A Few Basic Prinicples of a Successful Website

October 3rd, 2004

Your online presence if your first impression. If your website seems cluttered and disorganized, that is the impression you are giving to your visitors. Make sure that you utilize plenty of whitespace and the most important content is within the first few pages.


KISS (Keep It Simple Silly)

Your website is not truly done until you can no longer take anything else away. Remember that the web is much different than the offline world. You do not have the luxury of voice intonation, inflection, body language, or simply beating around the bush - website surfers have a lot less patience. Internet users are looking for valid and useful content, quickly. Anything that stands in their way or slows them down simply agrrevates them and may very well cause you to loose a website visitors.

Market your website to the right audience

If you’re selling widgets, it’s not going to do you very much good to advertise in the sprockets forum. Find websites and other avenues of advertisement that compliments your website’s products and services. Ask yourself who your target audience will be and begin a bit of user testing to find out where they would expect to find your website, how easy your site was to navigate, and what they think you can do to improve your site. Remind your visitors that what they say matters to you and that you do listen and no matter who your audience is, try to keep a certain level of personalization.

Don’t plagerize

Yes, this should be an obvious one, but doing a few quick searches on various sites dedicated to revealing plagerizers will show you that plagerizing is not as uncommon as you might think. Yes the internet is a big place. Yes there are billions of website, but no, plagerism isn’t good for your site and it’s certainly not the message you want to send to your visitors once they find out your site was featured on pirated-sites.com or a comparable alternate. Not only is plagerism “not cool”, it’s also illegal. Make sure you read copyright information and when in doubt - ask the webmaster or author. When you do use someone else’s work on your website, make sure that you give full credit to the copyright owner (and a link would be nice also).

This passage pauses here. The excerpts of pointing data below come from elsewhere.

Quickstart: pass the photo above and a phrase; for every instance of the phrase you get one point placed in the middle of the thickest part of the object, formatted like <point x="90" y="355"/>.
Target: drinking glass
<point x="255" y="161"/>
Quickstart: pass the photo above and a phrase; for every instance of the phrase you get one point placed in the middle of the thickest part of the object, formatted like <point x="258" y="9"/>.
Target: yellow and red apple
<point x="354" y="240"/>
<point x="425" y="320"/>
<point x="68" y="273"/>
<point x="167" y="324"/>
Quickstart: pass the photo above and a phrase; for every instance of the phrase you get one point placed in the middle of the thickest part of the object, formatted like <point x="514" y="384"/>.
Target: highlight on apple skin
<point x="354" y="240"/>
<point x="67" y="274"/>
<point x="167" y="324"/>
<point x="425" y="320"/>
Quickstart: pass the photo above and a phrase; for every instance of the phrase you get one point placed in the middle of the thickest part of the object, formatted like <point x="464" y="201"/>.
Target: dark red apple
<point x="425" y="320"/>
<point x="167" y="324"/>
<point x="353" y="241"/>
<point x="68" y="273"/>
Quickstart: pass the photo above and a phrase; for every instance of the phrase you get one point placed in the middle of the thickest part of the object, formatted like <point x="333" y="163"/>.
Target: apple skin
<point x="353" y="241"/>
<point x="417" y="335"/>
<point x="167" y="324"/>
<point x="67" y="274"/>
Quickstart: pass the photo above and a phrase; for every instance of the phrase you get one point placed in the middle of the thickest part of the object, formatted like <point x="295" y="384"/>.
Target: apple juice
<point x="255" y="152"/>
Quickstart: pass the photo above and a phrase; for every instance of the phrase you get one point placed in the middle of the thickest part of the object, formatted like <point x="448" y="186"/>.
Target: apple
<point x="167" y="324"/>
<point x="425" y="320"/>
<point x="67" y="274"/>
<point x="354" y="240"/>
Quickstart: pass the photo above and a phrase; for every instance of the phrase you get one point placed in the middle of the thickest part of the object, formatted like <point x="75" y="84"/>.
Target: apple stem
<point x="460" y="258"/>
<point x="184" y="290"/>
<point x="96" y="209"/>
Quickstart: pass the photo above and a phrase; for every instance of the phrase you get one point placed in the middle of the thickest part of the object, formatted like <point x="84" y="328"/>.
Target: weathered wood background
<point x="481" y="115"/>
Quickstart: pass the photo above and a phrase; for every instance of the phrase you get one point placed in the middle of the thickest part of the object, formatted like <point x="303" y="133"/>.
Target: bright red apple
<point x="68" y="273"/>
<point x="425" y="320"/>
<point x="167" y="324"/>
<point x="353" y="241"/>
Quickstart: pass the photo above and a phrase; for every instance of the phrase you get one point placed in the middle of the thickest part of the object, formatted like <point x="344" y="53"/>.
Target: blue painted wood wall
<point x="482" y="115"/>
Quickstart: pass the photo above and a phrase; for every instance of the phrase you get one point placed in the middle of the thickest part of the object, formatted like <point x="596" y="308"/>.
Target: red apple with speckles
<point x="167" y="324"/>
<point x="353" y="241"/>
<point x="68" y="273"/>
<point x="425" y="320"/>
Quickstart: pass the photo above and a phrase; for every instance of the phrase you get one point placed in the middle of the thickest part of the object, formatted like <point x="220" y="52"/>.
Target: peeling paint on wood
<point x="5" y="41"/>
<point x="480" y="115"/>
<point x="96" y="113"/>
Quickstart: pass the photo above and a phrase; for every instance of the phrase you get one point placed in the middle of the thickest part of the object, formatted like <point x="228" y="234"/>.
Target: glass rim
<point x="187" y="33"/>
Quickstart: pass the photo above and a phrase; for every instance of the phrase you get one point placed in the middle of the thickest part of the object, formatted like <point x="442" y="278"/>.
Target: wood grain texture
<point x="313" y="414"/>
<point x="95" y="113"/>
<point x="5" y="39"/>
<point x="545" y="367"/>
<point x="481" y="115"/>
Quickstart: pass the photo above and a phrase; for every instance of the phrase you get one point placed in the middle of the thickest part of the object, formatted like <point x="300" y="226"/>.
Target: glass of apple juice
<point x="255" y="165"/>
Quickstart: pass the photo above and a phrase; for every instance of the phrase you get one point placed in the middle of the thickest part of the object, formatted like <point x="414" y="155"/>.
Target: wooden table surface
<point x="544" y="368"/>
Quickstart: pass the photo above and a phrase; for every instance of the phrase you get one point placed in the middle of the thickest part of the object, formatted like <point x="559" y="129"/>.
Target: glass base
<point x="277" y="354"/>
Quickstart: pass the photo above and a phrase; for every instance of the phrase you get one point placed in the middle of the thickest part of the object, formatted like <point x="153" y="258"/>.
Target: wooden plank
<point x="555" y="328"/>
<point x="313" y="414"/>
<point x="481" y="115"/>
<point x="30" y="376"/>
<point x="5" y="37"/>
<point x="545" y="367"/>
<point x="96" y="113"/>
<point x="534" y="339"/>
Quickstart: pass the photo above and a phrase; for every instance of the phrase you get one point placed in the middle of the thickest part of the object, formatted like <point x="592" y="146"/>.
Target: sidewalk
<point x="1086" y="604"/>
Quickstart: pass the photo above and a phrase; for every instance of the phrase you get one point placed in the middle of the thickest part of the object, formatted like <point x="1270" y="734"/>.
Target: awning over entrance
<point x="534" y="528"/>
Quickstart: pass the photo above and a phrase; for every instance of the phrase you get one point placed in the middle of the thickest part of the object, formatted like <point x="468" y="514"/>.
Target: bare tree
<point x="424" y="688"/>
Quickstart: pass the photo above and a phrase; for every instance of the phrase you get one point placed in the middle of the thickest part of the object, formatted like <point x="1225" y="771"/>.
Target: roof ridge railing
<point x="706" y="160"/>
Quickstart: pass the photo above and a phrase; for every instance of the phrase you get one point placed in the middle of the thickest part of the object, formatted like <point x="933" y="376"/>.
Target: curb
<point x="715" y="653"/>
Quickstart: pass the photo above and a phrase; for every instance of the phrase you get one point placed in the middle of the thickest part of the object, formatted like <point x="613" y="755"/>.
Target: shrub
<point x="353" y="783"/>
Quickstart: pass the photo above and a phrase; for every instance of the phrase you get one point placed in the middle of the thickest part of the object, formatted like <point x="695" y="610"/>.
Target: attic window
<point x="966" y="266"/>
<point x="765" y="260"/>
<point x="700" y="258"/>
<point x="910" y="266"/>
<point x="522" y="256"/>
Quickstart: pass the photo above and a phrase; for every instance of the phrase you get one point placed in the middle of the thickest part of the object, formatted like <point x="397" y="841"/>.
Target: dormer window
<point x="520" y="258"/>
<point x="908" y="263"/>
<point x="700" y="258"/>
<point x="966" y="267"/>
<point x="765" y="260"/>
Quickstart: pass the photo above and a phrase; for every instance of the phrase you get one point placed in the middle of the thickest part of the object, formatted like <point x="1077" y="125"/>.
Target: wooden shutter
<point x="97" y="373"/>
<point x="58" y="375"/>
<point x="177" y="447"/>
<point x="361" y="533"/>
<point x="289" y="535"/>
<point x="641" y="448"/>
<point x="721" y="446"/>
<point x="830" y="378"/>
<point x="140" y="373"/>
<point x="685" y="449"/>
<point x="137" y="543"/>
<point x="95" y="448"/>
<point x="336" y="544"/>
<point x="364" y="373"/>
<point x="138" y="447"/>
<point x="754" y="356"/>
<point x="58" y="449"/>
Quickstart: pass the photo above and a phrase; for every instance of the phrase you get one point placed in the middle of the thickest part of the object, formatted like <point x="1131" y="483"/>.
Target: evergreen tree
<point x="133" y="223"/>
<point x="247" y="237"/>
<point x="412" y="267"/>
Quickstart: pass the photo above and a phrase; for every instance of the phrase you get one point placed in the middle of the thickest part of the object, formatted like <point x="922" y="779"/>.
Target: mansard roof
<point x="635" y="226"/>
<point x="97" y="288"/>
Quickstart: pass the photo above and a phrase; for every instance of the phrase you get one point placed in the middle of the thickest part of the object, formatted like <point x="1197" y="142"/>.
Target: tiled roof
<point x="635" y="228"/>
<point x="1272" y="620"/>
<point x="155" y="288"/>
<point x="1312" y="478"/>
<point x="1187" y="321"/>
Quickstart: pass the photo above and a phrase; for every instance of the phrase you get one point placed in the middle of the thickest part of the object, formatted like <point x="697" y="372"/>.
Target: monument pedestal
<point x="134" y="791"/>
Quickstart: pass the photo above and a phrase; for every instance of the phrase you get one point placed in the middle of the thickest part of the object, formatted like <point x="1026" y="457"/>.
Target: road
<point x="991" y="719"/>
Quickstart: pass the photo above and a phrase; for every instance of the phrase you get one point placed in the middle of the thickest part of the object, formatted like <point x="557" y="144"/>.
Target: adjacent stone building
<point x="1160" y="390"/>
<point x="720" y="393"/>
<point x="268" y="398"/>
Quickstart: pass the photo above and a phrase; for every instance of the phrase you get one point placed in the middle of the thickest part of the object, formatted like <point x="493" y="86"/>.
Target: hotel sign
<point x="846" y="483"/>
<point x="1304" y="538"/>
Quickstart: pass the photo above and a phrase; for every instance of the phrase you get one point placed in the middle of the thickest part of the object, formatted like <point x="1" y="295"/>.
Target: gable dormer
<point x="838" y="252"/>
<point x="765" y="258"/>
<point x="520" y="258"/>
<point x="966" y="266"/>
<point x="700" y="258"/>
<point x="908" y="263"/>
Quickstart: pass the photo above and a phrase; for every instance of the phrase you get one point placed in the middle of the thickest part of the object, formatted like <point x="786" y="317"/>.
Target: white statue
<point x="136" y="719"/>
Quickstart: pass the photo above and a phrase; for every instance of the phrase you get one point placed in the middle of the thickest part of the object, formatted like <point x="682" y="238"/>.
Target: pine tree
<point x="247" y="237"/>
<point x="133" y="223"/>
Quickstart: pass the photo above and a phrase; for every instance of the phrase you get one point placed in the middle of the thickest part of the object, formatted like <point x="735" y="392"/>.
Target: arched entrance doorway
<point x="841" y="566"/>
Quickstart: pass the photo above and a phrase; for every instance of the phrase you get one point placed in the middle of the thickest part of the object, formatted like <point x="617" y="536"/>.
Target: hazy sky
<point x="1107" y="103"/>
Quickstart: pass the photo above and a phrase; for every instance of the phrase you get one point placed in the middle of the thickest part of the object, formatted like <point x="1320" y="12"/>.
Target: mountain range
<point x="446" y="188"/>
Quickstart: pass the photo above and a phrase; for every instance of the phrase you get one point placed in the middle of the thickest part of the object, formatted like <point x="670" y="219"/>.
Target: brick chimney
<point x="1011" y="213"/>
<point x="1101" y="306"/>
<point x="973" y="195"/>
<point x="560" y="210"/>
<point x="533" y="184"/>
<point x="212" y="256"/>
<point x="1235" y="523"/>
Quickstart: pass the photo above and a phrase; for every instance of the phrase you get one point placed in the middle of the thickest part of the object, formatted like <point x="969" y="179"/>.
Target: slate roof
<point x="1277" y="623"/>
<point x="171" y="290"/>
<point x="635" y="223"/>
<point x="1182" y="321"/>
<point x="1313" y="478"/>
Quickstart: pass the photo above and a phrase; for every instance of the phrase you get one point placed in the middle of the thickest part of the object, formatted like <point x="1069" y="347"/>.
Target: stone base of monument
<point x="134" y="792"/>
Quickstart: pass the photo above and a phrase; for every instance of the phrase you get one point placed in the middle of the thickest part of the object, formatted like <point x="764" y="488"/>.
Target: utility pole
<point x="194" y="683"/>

If you do not know who deserves credit, place a small note to let everyone know that it is not your original work and a link to where you originally found it.

Think of building a website as a roadtrip. There are steps you need to take in order to make it fun, enlightening, and safe all around. If you’re not organized or planning for a success, it will reflect itself in your website. It’s best to map out on paper what you intend to do, the goals of your website, how you hope to achieve those goals, your timelines and develop your content before you even order your domain name. If website planning doesn’t seem like an easy task for you or you really don’t know where to begin, try picking up a copy of Web Design on a Shoestring by Carrie Bickner at amazon.com or overstock.com. This book contains some helpful hints and tips for organizing and setting up your website project as well as resources to help you get the most out of your website project.